As HP begins to build their cloud-based outsourcing service, the question is raised, "Is the next step to buy Alcatel-Lucent?" Rob Enderle takes a look at that question and forms his hypothesis.
HP is one of several firms aggressively doing acquisitions. Its latest, EDS, takes it one big step closer to being able to build a cloud-based IT outsourcing business, likely catching most of its competitors by surprise and effectively cornering this market.
Another high-profile HP effort is Halo, which just got an award for environmental responsibility. Given the American Airlines announcement indicating a massive reduction in travel capacity, telepresence systems like Halo have never been more timely. But Halo is a telecommunications product, and HP is not a telecommunications company.

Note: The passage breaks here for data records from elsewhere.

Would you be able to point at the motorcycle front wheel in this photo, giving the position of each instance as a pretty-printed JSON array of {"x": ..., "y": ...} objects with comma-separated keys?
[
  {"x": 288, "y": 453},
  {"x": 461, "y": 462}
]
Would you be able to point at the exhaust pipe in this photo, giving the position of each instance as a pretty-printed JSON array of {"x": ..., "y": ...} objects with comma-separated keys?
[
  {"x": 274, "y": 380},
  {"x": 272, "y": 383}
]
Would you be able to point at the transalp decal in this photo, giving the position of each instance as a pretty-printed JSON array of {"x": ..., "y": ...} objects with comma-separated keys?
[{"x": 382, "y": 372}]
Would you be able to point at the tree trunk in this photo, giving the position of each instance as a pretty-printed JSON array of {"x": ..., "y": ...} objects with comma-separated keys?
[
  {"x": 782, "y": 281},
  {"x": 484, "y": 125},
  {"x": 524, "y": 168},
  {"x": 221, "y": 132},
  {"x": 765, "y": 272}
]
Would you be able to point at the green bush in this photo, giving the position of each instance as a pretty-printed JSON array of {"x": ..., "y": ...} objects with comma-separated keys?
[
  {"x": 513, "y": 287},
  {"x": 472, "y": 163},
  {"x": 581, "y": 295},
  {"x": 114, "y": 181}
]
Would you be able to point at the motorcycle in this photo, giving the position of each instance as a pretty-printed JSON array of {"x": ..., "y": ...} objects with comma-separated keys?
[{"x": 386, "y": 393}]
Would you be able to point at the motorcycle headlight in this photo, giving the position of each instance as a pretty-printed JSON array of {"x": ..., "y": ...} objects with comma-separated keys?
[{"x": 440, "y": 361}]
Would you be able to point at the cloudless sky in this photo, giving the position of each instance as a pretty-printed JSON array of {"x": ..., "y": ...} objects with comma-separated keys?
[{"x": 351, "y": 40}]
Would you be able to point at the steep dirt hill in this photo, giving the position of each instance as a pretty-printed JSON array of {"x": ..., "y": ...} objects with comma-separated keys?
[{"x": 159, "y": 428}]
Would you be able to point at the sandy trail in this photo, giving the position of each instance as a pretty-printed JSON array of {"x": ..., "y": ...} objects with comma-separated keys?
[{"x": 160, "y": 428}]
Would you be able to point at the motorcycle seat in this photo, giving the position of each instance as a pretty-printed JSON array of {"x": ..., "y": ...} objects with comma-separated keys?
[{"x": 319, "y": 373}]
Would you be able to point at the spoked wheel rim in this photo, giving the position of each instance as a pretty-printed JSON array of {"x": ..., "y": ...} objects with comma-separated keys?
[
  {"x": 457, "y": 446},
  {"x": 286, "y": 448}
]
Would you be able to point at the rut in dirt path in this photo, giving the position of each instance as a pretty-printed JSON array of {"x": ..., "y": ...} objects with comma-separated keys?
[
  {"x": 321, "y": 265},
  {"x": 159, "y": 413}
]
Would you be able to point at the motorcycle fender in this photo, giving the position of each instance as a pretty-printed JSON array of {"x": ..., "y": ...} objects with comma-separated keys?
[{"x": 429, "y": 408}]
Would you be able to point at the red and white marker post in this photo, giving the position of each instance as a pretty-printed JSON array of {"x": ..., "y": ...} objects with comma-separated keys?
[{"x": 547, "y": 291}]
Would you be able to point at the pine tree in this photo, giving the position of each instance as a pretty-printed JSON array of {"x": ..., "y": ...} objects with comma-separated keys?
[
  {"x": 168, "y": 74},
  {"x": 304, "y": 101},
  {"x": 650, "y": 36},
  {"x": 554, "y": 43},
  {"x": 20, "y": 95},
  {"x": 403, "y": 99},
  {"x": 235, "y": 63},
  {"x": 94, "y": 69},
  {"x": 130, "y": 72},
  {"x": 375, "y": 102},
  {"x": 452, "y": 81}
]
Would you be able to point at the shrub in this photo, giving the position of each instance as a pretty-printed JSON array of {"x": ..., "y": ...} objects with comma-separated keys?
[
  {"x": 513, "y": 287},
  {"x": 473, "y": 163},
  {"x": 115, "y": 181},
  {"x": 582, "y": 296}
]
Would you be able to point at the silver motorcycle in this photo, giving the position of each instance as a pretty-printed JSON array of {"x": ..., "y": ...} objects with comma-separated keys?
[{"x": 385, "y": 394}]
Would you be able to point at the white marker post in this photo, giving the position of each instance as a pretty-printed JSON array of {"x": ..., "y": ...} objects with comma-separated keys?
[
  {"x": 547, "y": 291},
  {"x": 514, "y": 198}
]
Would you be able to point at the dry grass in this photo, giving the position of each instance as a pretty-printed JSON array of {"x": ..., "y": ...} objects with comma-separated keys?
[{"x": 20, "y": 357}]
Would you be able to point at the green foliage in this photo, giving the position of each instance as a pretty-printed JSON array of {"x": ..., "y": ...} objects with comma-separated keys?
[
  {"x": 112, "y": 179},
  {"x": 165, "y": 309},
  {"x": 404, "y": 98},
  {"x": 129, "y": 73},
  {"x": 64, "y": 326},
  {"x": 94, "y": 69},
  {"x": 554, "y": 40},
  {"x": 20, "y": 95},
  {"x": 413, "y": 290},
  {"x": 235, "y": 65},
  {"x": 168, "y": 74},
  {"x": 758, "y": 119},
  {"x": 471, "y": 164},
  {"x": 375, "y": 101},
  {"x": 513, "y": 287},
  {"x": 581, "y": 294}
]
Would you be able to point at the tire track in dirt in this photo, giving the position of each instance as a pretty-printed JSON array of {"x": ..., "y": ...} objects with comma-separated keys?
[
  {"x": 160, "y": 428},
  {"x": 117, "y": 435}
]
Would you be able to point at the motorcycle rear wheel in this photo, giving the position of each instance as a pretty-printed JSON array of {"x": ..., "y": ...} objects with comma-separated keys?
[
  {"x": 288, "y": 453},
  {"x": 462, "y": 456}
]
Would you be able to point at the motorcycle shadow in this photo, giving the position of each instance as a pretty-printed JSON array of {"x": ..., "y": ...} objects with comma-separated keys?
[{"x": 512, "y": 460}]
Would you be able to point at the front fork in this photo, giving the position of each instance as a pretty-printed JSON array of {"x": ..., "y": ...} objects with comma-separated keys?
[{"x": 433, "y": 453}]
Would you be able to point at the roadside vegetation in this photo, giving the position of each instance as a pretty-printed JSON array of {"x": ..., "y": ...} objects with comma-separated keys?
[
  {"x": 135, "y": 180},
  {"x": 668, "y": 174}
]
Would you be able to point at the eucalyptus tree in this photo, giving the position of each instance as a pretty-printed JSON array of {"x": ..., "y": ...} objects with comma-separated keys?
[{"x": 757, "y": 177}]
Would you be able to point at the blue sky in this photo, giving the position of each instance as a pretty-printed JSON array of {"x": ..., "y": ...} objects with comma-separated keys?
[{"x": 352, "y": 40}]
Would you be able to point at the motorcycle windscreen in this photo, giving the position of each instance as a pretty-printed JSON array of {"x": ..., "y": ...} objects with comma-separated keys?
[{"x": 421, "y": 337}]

In telecommunications, Cisco, which has a a nicely-branded competitive offering, is better positioned. So, if HP is serious about Halo, and it is, will it buy Alcatel-Lucent (or another telecommunications company) and formally enter this market?
Maybe, but it likely depends on what direction the PBX market will go and whether HP is capable of driving the market in a different direction.
VoIP Killed the PBX
The traditional PBX is dead, having been killed off by VoIP. Products still exist in the market, but like any dinosaur when fatally wounded it takes a while for the beast to die out. And PBXs have a service life measured, like mainframes, in decades.
VoIP is viable and Cisco has been riding this horse successfully; arguably, it is currently the most financially successful company providing a PBX-like solution. This means we are likely at the front end still of what will be a massive change-out across the industry of aging telecommunications offerings. It would be natural to replace a large number of conference room voice-only solutions with telepresence products to gain both significant cost and collaboration advantages and to make sure the two systems can work together.
This suggests Cisco would exit this process with a massive installed base advantage that would be difficult to counter by any company that could not provide a similarly integrated and bundled solution. I should also mention that this should provide additional fuel to what is already a significant network technology upgrade wave.
Alternative Path: Cell Phones?
A large number of companies currently pay for two redundant phone services for their employees: the desk phone and the cell phone. Eliminating one or the other, or at least integrating the two, to reduce redundant connection charges would seem to provide a significant advantage. HP does have a cell phone business and a robust set of phone management tools, but it doesn’t extend to call routing. There is no evidence of being able to create a virtual PBX yet, but that might be an interesting alternative path and one that would have significant cost advantages. Cell phones are vastly more convenient and can be much more effective as communications tools.
Add in technologies like WiMax - which coupled with VoIP could create an opportunity to vastly reduce related charges - and there is the potential for an innovative, disruptive solution that steps outside where current PBX companies and Cisco are positioned.
The Thin Client Angle
Now let’s rethink this a bit. If we look at the future of the smartphone and realize that it will never have the processing power to truly embrace client-side computing, we might suggest another path still, that of a thin client. If we remote the processing, we can provide desktop-class performance on a device that potentially fits in a cell phone performance envelope. It could do both tasks connected to a back-end set of services that would emulate a PBX for inbound calls and outbound call routing.
If we look to HP’s cloud strategy, this solution could, with the exception of the telecommunications technology it would have to acquire, link together a number of strategic HP resources, from wireless thin clients and smartphones to servers and PC blades. This would create the potential for a super cloud-based communications service (which could include e-mail). Once created, it should provide massive economic benefits and give HP a technology lead, assuming it can complete it, that would be difficult for even Cisco or IBM to match.
Will HP Buy Alcatel-Lucent?
Possibly, if HP were Oracle, but HP is much more cautious in its strategy, and this would be a big acquisition. But HP is already buying into the telecommunications market with Halo, and convergence between telecommunications and computing remains inevitable. I think, however, much like it was with the gaming PC segment, someone else will need to make this move first before HP is prompted to follow the same path. There is simply too much risk in being the first mover, and the AT&T/NCR and IBM/ROLM lessons are still too recent.
But I think this is an area worth watching because, at some point, one of the major players will once again move to combine telecommunications and computing. With gas prices skyrocketing, telepresence could be the trigger to making this happen.